Although we have not explored the possibility of systemic skeletal effects of imatinib or apigenin in the caAcvr1^Q207D/+ mouse model, an in vivo analysis in adult mice following eight weeks of imatinib treatment demonstrated a decrease in osteoclast activity, suggesting that imatinib may have therapeutic value as an anti-osteolytic agent.⁽⁶⁹⁾ In healthy humans, there appears to be no significant skeletal effects postnatally, and in patients with chronic mylelogenous leukemia long-term therapy actually promotes bone formation in the normotopic skeleton.⁽⁷⁰⁾ Similarly, apigenin appears to be protective against bone loss, especially in ovariectomized mice and rats.^(71,72)

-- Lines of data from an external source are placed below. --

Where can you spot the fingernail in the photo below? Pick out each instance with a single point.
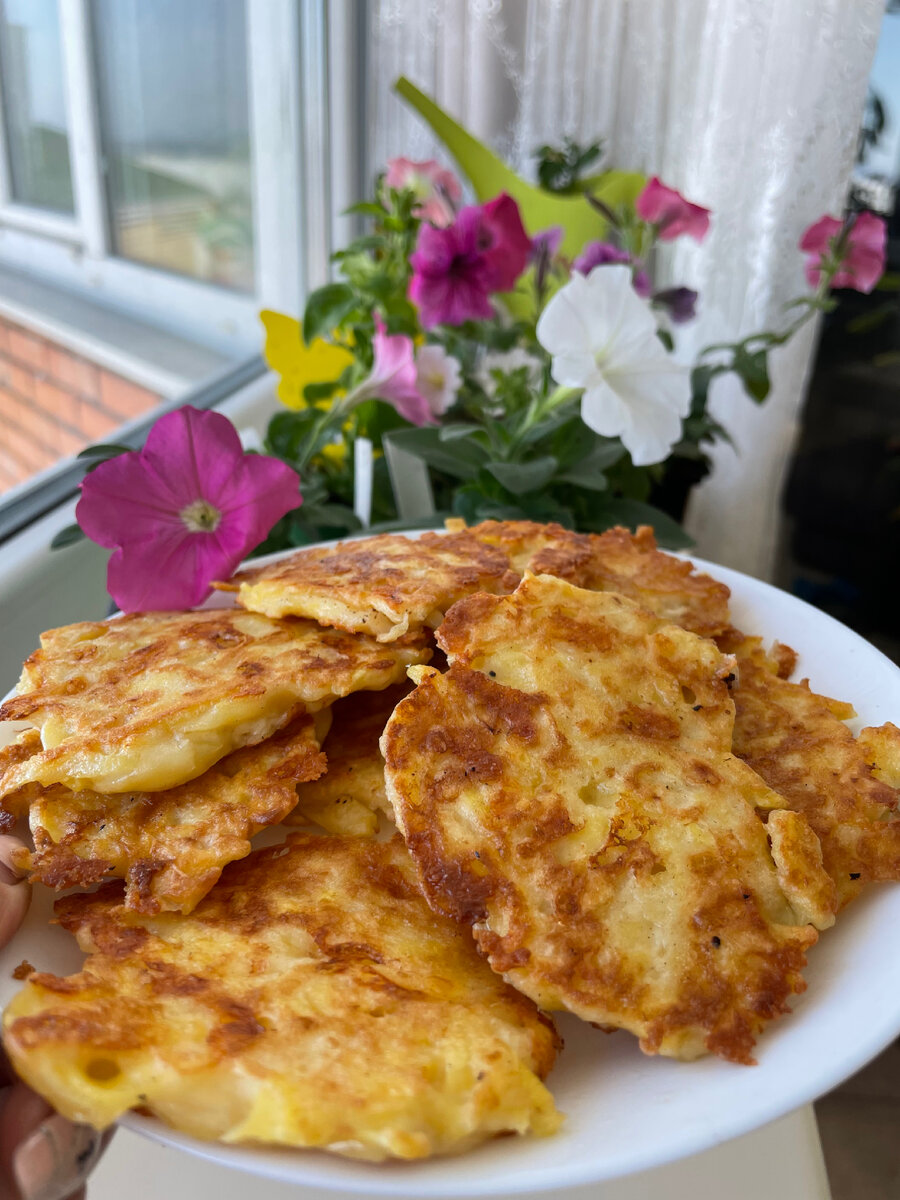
(55, 1159)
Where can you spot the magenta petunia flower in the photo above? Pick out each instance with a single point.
(605, 253)
(864, 253)
(455, 270)
(451, 277)
(599, 253)
(507, 246)
(671, 213)
(183, 511)
(437, 190)
(394, 377)
(545, 244)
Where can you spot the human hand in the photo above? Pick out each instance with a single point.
(42, 1155)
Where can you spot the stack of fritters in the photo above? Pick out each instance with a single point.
(168, 739)
(616, 797)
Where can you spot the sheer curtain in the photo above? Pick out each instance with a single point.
(751, 109)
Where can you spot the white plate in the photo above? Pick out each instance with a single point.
(625, 1111)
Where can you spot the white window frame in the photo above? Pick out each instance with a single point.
(303, 66)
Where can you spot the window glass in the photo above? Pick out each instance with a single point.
(34, 105)
(172, 84)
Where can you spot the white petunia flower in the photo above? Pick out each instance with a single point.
(437, 377)
(603, 339)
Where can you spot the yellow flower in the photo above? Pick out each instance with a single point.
(297, 363)
(335, 453)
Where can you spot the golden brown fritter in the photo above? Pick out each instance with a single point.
(310, 1000)
(667, 586)
(539, 549)
(169, 846)
(150, 701)
(349, 796)
(568, 787)
(798, 743)
(383, 586)
(616, 561)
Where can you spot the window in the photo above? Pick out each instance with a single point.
(167, 168)
(172, 84)
(34, 103)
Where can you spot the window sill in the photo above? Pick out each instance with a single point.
(149, 357)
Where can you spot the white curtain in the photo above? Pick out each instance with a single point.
(749, 108)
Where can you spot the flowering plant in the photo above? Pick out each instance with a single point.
(517, 347)
(532, 372)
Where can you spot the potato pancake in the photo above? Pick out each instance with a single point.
(383, 586)
(539, 549)
(798, 743)
(349, 796)
(667, 586)
(169, 846)
(616, 561)
(568, 786)
(150, 701)
(310, 1000)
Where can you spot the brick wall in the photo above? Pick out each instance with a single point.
(53, 403)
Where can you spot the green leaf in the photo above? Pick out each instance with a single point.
(366, 209)
(96, 455)
(605, 453)
(103, 450)
(316, 391)
(754, 372)
(325, 309)
(589, 471)
(633, 514)
(461, 459)
(523, 477)
(460, 430)
(337, 516)
(67, 537)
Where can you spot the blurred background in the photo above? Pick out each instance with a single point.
(169, 168)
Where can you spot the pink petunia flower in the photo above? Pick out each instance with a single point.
(862, 263)
(671, 213)
(455, 270)
(545, 244)
(394, 377)
(183, 511)
(437, 190)
(438, 377)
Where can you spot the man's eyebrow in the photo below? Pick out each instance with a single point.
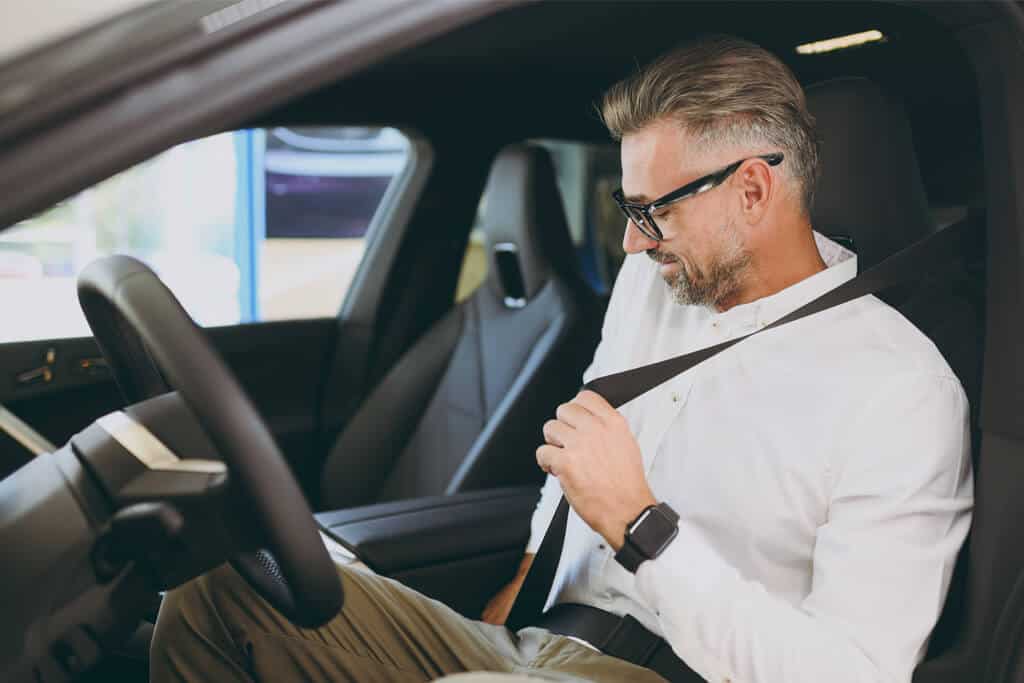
(636, 199)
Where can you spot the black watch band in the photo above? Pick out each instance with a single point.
(648, 536)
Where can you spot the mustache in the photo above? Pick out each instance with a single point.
(662, 257)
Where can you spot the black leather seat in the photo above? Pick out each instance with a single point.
(870, 190)
(463, 408)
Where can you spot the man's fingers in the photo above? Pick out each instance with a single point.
(549, 458)
(557, 433)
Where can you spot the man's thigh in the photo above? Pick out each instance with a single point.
(217, 627)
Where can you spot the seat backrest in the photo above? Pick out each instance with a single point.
(871, 190)
(463, 408)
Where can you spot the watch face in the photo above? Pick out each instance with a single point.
(652, 531)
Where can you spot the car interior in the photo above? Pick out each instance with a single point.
(408, 422)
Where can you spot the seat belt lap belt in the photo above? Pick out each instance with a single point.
(911, 263)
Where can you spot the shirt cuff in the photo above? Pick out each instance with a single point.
(682, 587)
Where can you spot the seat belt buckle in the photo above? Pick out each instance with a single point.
(631, 641)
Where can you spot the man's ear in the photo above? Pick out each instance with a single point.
(758, 187)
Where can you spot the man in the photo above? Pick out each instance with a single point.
(820, 471)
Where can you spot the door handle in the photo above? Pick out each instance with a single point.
(41, 375)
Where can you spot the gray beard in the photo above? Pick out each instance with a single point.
(723, 280)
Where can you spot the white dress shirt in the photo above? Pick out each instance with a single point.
(822, 475)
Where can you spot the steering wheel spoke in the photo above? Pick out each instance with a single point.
(151, 345)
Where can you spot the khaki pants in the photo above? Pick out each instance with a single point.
(217, 629)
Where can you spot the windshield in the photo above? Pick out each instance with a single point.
(103, 55)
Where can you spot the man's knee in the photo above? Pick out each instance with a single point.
(200, 616)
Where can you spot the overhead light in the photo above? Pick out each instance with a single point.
(841, 42)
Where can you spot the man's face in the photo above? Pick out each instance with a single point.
(702, 257)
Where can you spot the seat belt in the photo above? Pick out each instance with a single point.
(911, 263)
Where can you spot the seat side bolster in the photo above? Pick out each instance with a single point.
(365, 452)
(515, 424)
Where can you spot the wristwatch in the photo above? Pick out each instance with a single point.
(648, 536)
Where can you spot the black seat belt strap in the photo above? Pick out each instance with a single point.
(909, 264)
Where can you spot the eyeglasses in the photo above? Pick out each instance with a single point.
(641, 216)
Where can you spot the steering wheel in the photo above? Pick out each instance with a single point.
(146, 336)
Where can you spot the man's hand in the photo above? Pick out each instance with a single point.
(498, 608)
(596, 459)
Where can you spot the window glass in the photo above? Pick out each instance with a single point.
(243, 226)
(586, 174)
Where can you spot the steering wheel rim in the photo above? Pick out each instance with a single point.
(145, 335)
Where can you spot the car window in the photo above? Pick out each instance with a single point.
(587, 174)
(243, 226)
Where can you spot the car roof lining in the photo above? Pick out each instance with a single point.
(485, 81)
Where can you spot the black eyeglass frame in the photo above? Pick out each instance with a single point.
(641, 213)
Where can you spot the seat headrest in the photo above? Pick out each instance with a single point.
(527, 237)
(870, 186)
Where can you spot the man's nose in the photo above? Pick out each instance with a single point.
(635, 242)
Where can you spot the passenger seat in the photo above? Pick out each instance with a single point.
(463, 408)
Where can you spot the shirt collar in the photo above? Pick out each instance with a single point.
(841, 265)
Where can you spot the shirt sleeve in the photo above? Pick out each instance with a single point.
(899, 510)
(552, 491)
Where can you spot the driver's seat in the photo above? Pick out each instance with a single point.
(449, 417)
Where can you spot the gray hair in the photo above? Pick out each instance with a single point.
(722, 89)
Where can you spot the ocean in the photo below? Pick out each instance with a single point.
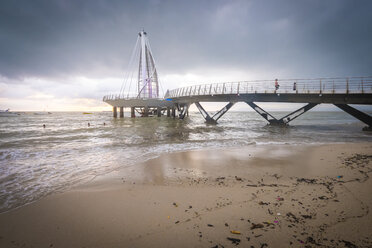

The evolutionary pressure for oxygen-sensitive regulation of BMP signaling probably arose long before organisms with endoskeletons appeared on Earth.^(73–75) It is likely that multi-cellular creatures of the pre-Cambrian world developed and thrived in hypoxic sea beds where hypoxia-BMP pathway interactions were extant and selective for morphogenesis.^(76,77) Importantly, invertebrate Drosophila larvae develop and live in a hypoxic microenvironment of rotting fruit in which the BMP/Decapentaplegic (DPP) signaling pathway functions to form and maintain the body plan and the exoskeleton.⁽⁷⁸⁾ In addition, when the FOP mutation in Saxophone, the Drosophila homologue of ACVR1, is introduced into Drosophila, severe patterning malformations arise and are amplified in a hypoxic microenvironment.⁽⁷⁹⁾ Interestingly, Drosophila ema mutants, which are defective in endosomal membrane trafficking, accumulate BMP receptors and phosphorylated Mad in their synapses.⁽¹²⁾ This unexpected finding supports that dysregulated endosomal retention of BMP receptors causes hyperactive BMP signaling at the neuromuscular junction,⁽¹²⁾ a finding with critical implications for common forms of HEO such as those that occur sporadically following neurologic and soft tissue injury. These observations strongly support our findings of the regulatory role of the endosomal pathway in hypoxic BMP signaling.

In summary, our investigation supports that cellular oxygen sensing is a critical regulator of HEO in FOP, knowledge that will contribute to the development of more effective treatments for FOP and possibly for related common disorders of heterotopic ossification.